Then in an abrupt twist, Lynch said her father suddenly kidnapped the children and fled with them cross country.

She said she didn't see her mother again for another 16 years, and wasn't allowed to grieve.

As a teenager, Lynch said, she became the new target.

  • CLICK PLAY: 'I was terrified of my father'

                   

She said her father would wake her in the middle of the night with his handgun.

“He'd sit at the edge of my bed and we'd have these folksy talks about whether he'd be doing me a favor by blowing my brains out since my mother was trash and I was going to grow up just like her,” she said.

While some might have turned to despair or drugs, Lynch developed a different strategy to survive.

“(I thought), 'Maybe if I do everything right and I’m perfect and amazing that will be a distraction that will make everything happy and good. Maybe the problem here is that I’m not trying hard enough,'” Lynch said.

She latched on to education as her way out and began excelling in the classroom and remembering words from her mother.

“From when I was little, my mom was like, ‘Sheri, you're not going to live like this. It’s going to be better than this for you. Go to school.’ I think my mom planted those first seeds,” Lynch said.

After years of therapy, Lynch is in a much better place now and speaking out to challenge the stereotypes of domestic violence.

She said she knows many women, including business and medical professionals in high-profile positions, who were victims and can’t speak out.

“I thought, ‘Well, I can come forward,’ and I’m not going to be at risk of losing my job if I come forward and say this happened to me,” Lynch said. “So that before you judge someone, and think it can't happen to you, know that it can.”

Lynch went back to school and earned her master’s degree in social work in 2012.

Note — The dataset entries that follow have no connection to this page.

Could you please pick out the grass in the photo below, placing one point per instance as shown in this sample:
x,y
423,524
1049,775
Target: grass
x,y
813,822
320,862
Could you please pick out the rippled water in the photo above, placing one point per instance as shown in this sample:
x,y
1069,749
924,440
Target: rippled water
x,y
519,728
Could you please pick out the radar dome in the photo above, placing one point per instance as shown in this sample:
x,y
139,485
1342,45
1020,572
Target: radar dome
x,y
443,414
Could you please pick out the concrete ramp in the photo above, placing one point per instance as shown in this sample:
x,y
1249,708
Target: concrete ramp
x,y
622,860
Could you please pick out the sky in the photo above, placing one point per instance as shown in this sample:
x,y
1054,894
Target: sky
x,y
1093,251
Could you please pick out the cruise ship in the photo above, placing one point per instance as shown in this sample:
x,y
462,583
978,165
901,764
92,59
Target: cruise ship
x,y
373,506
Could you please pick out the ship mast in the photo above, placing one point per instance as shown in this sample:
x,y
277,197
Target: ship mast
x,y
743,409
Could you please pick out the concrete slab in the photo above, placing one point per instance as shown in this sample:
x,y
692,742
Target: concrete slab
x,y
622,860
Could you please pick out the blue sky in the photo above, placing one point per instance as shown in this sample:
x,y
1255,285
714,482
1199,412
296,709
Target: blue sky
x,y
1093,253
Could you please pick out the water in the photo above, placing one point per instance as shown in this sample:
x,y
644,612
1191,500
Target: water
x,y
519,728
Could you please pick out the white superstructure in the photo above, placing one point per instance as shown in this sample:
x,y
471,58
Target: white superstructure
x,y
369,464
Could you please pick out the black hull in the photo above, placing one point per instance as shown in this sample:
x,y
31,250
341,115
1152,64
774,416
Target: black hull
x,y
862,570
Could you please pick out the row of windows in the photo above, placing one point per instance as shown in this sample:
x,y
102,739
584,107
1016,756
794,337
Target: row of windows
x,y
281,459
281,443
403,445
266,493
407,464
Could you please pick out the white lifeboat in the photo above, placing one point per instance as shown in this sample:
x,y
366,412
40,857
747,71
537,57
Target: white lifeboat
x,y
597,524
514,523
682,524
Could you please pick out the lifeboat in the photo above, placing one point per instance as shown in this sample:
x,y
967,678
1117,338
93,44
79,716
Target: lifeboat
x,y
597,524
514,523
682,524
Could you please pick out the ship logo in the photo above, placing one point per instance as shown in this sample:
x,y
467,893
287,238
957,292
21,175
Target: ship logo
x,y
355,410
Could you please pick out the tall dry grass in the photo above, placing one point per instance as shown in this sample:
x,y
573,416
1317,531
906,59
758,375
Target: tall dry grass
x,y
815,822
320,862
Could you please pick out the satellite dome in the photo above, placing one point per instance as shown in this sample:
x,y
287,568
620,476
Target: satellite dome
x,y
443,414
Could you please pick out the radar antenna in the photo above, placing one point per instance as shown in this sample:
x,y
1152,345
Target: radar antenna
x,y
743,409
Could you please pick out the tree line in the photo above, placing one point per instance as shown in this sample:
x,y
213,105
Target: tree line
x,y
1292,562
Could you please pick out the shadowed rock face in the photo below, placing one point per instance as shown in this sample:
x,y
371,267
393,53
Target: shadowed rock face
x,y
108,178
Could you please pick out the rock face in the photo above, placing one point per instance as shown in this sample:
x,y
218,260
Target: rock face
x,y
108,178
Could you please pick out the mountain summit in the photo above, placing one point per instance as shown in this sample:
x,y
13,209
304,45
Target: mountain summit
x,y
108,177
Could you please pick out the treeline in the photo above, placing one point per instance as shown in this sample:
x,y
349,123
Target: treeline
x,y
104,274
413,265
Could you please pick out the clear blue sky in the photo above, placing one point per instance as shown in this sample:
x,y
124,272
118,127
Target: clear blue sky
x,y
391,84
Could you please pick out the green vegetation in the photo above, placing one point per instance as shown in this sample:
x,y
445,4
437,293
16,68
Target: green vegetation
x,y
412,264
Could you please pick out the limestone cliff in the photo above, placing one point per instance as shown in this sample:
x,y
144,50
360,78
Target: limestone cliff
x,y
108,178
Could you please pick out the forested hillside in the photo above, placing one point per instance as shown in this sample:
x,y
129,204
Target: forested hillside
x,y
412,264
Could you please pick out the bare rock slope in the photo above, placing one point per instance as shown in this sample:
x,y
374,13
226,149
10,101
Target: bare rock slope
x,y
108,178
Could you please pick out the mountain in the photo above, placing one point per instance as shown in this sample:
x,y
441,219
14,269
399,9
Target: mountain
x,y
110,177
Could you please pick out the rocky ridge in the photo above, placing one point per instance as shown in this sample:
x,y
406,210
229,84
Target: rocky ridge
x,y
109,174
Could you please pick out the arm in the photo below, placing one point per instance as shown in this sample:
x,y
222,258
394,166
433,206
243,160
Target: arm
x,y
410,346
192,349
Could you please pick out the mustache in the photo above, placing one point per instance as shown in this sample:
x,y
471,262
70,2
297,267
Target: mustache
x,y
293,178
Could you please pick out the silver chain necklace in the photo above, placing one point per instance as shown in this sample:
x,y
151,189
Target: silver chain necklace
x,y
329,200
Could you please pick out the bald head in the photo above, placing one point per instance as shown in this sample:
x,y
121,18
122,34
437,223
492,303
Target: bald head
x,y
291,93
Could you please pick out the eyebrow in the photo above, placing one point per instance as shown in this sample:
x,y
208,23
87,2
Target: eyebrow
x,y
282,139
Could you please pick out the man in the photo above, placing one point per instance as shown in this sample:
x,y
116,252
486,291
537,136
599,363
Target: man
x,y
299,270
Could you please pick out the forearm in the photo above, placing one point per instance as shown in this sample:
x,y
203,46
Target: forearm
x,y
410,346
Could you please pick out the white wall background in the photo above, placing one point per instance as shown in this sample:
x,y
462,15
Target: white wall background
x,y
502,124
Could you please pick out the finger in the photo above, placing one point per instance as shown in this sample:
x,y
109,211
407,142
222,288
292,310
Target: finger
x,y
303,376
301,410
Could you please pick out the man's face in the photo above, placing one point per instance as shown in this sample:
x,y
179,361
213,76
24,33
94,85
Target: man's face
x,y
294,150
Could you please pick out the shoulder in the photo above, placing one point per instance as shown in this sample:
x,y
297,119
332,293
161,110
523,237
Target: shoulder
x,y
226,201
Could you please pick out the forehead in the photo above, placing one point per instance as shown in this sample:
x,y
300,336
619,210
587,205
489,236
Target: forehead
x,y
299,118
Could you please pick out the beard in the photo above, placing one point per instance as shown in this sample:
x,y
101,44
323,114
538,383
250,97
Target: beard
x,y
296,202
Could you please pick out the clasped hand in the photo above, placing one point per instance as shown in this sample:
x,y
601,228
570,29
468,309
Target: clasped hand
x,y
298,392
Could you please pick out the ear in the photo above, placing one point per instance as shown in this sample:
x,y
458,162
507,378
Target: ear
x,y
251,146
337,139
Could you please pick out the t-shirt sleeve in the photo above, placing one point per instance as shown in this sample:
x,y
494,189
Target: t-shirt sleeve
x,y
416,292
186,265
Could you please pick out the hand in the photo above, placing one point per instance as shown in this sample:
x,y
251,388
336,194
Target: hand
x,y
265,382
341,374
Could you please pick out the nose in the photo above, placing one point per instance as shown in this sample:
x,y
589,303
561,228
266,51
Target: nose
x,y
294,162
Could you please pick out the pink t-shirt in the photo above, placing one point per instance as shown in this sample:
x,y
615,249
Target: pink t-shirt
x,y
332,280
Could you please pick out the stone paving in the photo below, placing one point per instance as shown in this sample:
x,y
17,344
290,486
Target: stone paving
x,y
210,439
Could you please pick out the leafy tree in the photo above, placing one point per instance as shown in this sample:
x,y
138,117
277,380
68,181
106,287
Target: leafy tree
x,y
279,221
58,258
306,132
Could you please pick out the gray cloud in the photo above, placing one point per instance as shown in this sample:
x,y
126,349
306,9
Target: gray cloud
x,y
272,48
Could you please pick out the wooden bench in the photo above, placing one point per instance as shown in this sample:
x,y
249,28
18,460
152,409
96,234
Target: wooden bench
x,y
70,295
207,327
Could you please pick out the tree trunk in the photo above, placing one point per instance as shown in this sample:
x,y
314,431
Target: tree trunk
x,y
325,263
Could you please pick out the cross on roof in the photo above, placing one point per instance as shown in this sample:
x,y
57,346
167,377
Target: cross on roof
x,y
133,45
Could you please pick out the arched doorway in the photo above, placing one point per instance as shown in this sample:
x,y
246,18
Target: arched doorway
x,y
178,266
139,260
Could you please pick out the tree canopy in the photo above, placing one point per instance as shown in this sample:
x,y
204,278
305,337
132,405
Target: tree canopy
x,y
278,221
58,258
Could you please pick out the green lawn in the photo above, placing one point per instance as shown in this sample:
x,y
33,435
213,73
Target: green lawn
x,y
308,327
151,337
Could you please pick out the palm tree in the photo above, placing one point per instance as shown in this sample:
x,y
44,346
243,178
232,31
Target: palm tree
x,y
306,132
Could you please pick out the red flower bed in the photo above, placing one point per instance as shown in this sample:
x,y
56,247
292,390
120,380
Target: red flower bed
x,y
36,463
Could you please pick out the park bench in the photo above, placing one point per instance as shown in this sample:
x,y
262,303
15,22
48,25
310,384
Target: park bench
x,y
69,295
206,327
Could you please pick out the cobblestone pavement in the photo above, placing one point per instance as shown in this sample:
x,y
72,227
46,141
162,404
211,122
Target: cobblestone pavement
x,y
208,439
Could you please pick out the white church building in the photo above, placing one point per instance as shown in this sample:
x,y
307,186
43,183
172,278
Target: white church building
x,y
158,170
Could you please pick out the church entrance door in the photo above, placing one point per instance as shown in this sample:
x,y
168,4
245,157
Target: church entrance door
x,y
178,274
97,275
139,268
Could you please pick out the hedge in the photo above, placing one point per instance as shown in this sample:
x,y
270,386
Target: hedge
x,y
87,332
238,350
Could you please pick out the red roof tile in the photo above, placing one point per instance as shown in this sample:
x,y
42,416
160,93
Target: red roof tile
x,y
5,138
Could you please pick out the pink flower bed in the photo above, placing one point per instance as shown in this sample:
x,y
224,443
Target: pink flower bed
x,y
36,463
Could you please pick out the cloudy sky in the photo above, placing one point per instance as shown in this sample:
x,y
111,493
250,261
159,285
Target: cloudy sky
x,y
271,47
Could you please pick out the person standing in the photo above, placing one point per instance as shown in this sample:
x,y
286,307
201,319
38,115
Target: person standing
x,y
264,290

She wanted the training to support others in crisis.

“So that if someone is ever brave enough to come to me for help, then hopefully I will know how to hear and know how help in a way that helps them feel safe,” Lynch said.

These days, when she’s not on the radio, Lynch spends time at an area shelter supporting other survivors and inspiring others by her example.

“I sort of made this deal with God that if I got out alive, I would never pretend it didn't happen and I would stand up and say this happened to me,” Lynch said. “I got out, and you can get out too. It is messy and hard some days, but it was worth it.”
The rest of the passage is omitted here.